Synchronizing to the Environmental Cycle

  • Light-dependent turnover of timeless synchronizes the clock to the environmental light-dark cycle.
  • Mechanism:
    • Light in the early night (late dusk):
      • Cryptochrome seeing light activates timeless for degradation, destabilizing in turn period.
      • Disrupts the accumulating period/timeless complex (ready to enter the nucleus).
      • Destabilizes period.
      • Delays the buildup of the complex, delaying negative feedback (phase delay).
    • Light in the late night:
      • Cannot prevent negative feedback (which has already occurred).
      • Enhances the resolution of negative feedback.
      • Speeds up the return to the active state.
      • Light in the late night advances the system by moving it faster to a stage where clock and cycle can be active again.

Mammalian Clock

  • The fruit fly clock is a paradigm for timekeeping across organisms, including humans.
  • The mammalian clock has similar components:
    • Clock and Cycle.
    • Binding sites.
    • Period
    • Casein kinase one, epsilon and delta.
  • Differences:
    • Instead of timeless, there is Cry (not homologous to Drosophila Cry, but acts like timeless).
    • Cryptochrome in mammals is not a photoreceptor.
    • Light-mediated signals from the eyes can reset brain clocks in flies and humans.
    • In the suprachiasmatic nucleus, light enhances the expression of period one and period two, synchronizing it with the external light-dark cycle.

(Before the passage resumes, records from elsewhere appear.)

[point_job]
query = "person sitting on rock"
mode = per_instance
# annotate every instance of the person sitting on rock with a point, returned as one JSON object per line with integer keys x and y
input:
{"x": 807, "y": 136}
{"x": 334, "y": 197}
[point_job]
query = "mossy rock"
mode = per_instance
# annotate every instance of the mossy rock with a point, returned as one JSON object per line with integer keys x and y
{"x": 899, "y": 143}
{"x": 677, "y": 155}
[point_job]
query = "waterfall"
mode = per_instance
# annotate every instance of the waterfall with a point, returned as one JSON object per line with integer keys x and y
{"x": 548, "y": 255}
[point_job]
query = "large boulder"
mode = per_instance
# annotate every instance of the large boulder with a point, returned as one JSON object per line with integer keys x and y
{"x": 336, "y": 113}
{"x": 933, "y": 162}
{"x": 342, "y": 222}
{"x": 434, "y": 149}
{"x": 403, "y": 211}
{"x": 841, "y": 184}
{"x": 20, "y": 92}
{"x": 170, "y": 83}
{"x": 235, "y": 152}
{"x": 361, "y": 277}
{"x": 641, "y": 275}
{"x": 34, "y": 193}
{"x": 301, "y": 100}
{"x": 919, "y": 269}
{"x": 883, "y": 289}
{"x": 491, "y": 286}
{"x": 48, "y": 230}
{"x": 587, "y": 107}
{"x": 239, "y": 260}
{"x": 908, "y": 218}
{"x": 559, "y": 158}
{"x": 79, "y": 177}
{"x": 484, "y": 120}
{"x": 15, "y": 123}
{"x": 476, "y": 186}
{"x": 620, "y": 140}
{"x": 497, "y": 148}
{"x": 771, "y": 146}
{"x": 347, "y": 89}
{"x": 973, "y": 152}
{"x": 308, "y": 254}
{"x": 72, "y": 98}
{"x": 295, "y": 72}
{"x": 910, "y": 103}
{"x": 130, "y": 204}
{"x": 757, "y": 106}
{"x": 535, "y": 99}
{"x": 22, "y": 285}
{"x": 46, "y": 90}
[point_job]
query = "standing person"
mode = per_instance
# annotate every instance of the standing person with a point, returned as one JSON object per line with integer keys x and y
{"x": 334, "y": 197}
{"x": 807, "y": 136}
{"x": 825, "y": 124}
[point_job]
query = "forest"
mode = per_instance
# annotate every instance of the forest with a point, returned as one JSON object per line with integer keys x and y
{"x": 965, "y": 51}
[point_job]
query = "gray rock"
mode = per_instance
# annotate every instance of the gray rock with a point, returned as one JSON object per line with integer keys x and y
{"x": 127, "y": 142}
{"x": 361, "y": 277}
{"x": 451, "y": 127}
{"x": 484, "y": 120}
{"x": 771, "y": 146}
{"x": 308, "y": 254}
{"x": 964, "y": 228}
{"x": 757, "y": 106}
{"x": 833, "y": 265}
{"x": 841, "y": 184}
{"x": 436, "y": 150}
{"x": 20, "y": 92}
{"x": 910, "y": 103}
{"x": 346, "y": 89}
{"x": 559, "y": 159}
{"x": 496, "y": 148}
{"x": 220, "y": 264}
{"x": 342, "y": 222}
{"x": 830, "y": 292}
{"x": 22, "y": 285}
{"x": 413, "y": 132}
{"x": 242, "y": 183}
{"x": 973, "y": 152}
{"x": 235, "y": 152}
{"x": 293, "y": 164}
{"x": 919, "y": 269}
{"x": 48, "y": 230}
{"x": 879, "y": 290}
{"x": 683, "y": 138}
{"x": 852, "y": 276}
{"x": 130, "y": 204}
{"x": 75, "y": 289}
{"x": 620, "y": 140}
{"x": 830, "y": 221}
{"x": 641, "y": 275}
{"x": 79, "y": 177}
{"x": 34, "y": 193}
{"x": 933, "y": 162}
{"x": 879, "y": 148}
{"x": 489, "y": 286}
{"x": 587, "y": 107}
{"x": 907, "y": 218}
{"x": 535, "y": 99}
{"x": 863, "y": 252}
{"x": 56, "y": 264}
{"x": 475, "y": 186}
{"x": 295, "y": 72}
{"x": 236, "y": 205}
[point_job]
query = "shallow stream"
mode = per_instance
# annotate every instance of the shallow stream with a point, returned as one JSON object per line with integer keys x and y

Linking to Overt Rhythms (e.g., Sleep)

  • Clock control genes (genes controlled by the clock) are expressed rhythmically, making their functions rhythmic.

Connecting Clock Neurons to the Sleep-Wake Cycle in Fruit Flies

  • Three sets of neurons with clocks communicate with each other using neuropeptides:
    • Pigment dispersing factor (PDF): Equivalent to VIP in the human SCN.
    • Small neuropeptide F (sNPF): communicates with dorsal neurons.
  • Small ventral lateral neurons (sLN) and dorsolateral neurons (lLN) use sNPF.
  • Dopaminergic cells receive input from both light-active and dark-active pacemakers.
  • Dopaminergic neurons link to a central complex (ellipsoid body structure).
  • The central complex outputs to the ventral dopaminergic circuit, controlling rest and activity rhythms.
  • Dopamine relays timekeeping information from clocks to the activity circuit, controlling the sleep-wake rhythms.

Additional Circuit

  • Dorsal neurons project to the pars intercerebralis (equivalent to the hormonal axis in the human hypothalamus).
  • Corticotropin-releasing hormone equivalent (CRH) is released.
  • Goes to cells that express another neuropeptide (Hugin).
  • Feeds back on the clock itself.
    • Hugin is equivalent to human neuropeptide Y.
    • This is an external feedback loop.

Conclusion

  • Similar, potentially more complex circuits likely act in the human brain.